Tuesday, May 24, 2011

Day Ten - Friday

WARM MILK??!

This section will be practically nonexistent, like my enjoyment of this moment:

Warm. Milk. In. My. Cereal.

Ugh.

There are no words for how absolutely disgusting warm milk is to me. I know, I know, it's supposed to relax you, but I do not need to be relaxed during my breakfast cereal.

In my defense, the milk was in the fridge. It felt cold when I held the carton in my hands (though granted, paperish cartons are not nearly so good at translating temperature as plastic ones). It didn't look warm when I poured it into my cereal.

And then, it was. There are no words to describe it's horrors. It just was.

Ugh.

WALK WITH ME

So I took a video of my excellent walk to class! It was only about ten minutes and pretty sweet, considering I walk to the Plaza Mayor every single day. My life pretty much rocks right now, yeah.

As soon as the internet stops being an idiot, I will upload the video for you all to watch! Until then stay tuned!

BOYS AND THEIR TOYS

In Cuentos today, Eva came in nervous and distracted all to heck. We asked what was wrong, and she started trying to laugh it off, though we could tell something is honestly bugging her. She finally told us the story, that it was “even worse than Plan Bolonia, because this could get me a divorce and not more of a headache from work.”

Hoo boy. This was going to be very interesting.

Apparently, her car had broken down the night before, and she desperately needed some means of getting to work. Her husband had offered to loan her his car for the next day, and then they would take hers to a shop over the weekend. While trying to reverse park, she had apparently rubbed up against a column and put a scratch in the paint job that could be seen from space.

As if that wasn't bad enough, this car was her husband's baby. He washed it at least once a week, kept it so fine-tuned that people could have easily mistaken it for still being on the lot, and he never let anyone touch it for the reason that he didn't want it to get damaged in any way. She was sure that as soon as she got home that there would be Hell to pay, so she had asked a colleague what to do; he had recommended that she not tell him and leave it to get fixed that afternoon while she was at work, and to never mention it again.

We were all slightly amused by the story, but she kept using phrases like “I just hope that he doesn't divorce me” and “if I'm not here tomorrow, there's a murderer in our house” and “I wonder if he'd use a gun or a kitchen knife?”, and it slowly became less and less funny until we were all horror-struck on her behalf. Granted, she was laughing, but still.

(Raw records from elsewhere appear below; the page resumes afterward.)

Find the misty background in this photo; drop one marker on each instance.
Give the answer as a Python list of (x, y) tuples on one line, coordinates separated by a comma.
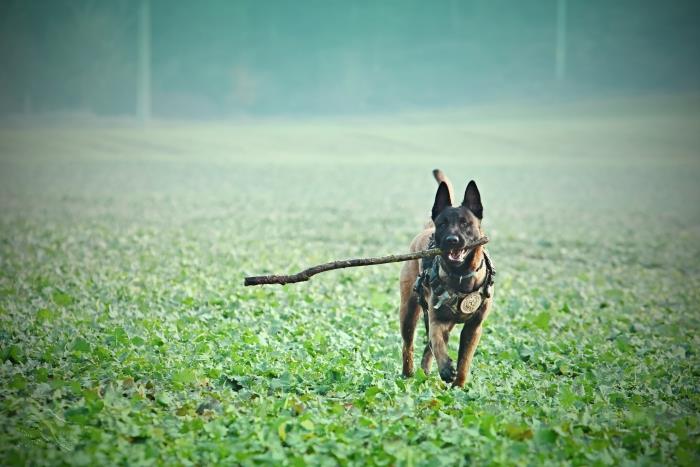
[(221, 59)]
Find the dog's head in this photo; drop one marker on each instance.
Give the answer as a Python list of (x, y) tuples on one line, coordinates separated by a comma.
[(457, 227)]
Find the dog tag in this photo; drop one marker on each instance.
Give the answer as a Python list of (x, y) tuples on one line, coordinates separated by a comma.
[(470, 303)]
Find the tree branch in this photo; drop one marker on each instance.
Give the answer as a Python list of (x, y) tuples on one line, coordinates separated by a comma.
[(306, 274)]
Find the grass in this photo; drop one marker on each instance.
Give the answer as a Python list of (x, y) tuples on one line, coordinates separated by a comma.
[(127, 338)]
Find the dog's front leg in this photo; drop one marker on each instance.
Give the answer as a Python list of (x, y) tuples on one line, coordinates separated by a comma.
[(439, 333), (468, 341)]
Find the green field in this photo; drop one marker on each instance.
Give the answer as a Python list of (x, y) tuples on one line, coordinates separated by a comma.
[(128, 338)]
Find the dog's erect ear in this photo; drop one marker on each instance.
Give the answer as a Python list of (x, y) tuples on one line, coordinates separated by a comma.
[(442, 199), (472, 200)]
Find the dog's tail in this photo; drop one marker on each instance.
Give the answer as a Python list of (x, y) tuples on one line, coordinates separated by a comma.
[(441, 177)]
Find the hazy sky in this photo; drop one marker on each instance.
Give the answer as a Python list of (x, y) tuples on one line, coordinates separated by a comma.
[(219, 58)]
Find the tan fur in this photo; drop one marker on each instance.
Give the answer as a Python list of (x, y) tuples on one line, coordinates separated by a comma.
[(439, 327)]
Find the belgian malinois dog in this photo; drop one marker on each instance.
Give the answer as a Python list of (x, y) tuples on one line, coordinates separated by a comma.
[(454, 287)]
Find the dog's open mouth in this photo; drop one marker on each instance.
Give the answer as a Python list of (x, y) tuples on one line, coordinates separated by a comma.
[(457, 255)]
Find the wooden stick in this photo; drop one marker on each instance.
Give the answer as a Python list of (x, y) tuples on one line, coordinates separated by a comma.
[(306, 274)]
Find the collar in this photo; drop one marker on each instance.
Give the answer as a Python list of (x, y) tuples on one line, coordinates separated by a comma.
[(444, 274)]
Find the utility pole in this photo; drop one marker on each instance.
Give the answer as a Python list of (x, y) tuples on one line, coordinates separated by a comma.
[(144, 61), (560, 48)]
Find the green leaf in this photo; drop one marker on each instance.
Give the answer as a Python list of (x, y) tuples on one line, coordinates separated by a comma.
[(542, 319), (307, 424), (62, 299)]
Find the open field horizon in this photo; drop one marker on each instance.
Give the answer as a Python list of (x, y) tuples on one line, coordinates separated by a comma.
[(127, 335)]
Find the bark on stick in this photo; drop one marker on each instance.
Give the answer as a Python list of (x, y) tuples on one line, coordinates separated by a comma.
[(306, 274)]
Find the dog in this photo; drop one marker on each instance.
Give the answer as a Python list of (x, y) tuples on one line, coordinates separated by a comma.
[(454, 287)]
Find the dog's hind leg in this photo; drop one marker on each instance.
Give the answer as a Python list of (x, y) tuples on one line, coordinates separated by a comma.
[(409, 313), (468, 341)]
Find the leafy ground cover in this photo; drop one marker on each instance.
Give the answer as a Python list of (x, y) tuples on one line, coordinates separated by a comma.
[(127, 337)]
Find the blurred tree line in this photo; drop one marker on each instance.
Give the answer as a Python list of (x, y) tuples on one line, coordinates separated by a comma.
[(218, 58)]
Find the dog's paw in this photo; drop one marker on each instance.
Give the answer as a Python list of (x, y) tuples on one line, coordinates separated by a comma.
[(448, 372)]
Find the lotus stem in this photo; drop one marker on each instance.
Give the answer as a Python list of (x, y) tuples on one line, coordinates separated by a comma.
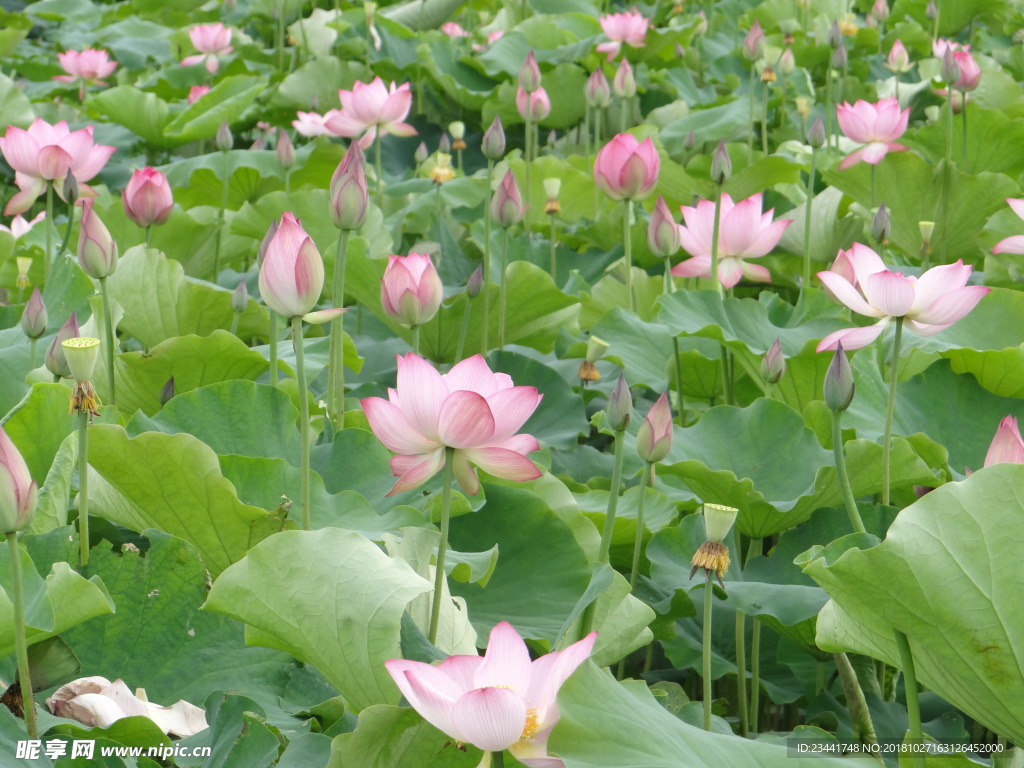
[(20, 643), (890, 410), (300, 376), (435, 603)]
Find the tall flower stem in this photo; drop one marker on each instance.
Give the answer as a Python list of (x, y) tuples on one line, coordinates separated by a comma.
[(108, 338), (910, 685), (485, 294), (435, 602), (844, 478), (20, 644), (300, 376), (706, 666), (890, 410), (336, 384)]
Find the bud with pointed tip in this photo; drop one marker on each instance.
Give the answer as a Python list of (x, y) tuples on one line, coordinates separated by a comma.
[(34, 317), (839, 382)]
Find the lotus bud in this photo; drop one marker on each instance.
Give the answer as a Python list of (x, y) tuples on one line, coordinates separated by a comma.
[(224, 140), (34, 317), (721, 165), (773, 364), (529, 74), (623, 84), (349, 196), (654, 435), (839, 382), (506, 205), (620, 406), (285, 151), (493, 144), (55, 361), (97, 253), (663, 231), (18, 493)]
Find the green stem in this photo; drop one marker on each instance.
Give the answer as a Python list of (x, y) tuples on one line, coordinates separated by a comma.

Still scratching my head on that one.

BEGGARS CAN BE WELL-DRESSED, TOO

I left class to go home, and on my way I stopped in McDonald's for a small french fry (because I was craving something so utterly American), and on my way out the door I was greeted by genuine violin music. I was so taken aback, I stopped mid-way down the steps and stared right ahead of me, where the sound was coming from. This middle-aged guy in pretty clean-cut clothes and a clean-shaven face was playing a violin along the side of the walkway, with his adorable scruffy dog asleep at his feet on a medium-sized dog bed. The song was unfamiliar, but it was beautiful – what he did was he played a CD that had the other parts of the symphony on them, and he accompanied it. There was a tiny hat in front of him for coins, so people would walk by and drop a few centimos into it and he would give them a smile in return.

Violin music has always been a touchy subject for me – I used to play violin (for like a year, and then I quit because I was both not good and uninterested in trying to get better), and I have horrifying memories of a song written for me that tortured me after the break-up... But listening to this stranger with his polish instrument and unpolished work boots, I felt completely at peace, on that step in the European sun with my french fries and my camera recording the song being played. I felt like this was exactly where I needed to be.

Later, when Chelsea left for Portugal and I was all alone (and sad *sniffle*) in the room, I watched that video over and over and remembered how the heat felt good on my skin and how the music was, for once, not threatening. And everything was right with the world.